During the 1928-29 season at Ur, in the Great Death Pit of the Royal Cemetery excavated by the joint University Museum-British Museum expedition headed by C. Leonard Woolley, two spectacular musical instruments were discovered--a silver boat-shaped lyre and a magnificent gold and lapis Great Bull lyre. This book chronicles their history, conservation, and reconservation.
Although little was known about mid-third millennium Mesopotamian archaeology early last century, it was clear that the Sumerians had developed a vigorous trade in luxury goods, with an economy that necessitated a highly structured government whose leaders could command rich and elaborate graves that included a full panoply of musical instruments.
In meticulous detail, using both traditional and new X-ray and electronic imaging techniques, Maude de Schauensee examines and analyzes the construction of the two lyres held by the Museum while providing an economic, historical, and sociological context in which to better understand them. She examines the decorative motifs, consulting ancient texts, along with the materials and the techniques of the builders of these instruments.
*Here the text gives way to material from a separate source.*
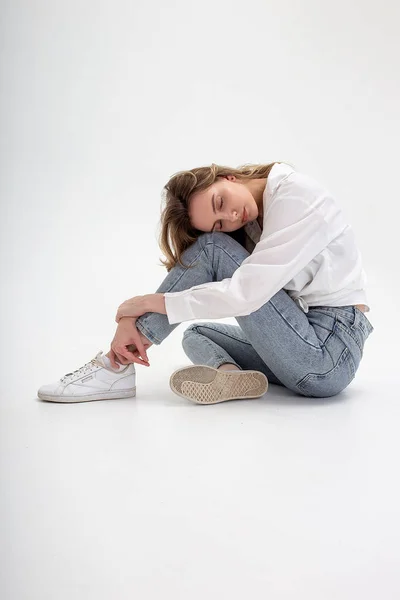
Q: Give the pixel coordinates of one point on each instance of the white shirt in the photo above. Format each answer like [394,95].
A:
[306,247]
New information and new conservation descriptions are published here for the first time.
Two conservators--Virginia Greene, the Museum's Senior Conservator, examined the gold lyre, and Tamsen Fuller, an objects conservator, the silver lyre--provide detailed descriptions of how they went about undoing the faulty initial work and restored the lyres as close to their original state as possible.
Musicologists, art historians, Near East scholars and archaeologists, and general readers will find this book's new analysis of the instruments of an ancient culture of significant interest.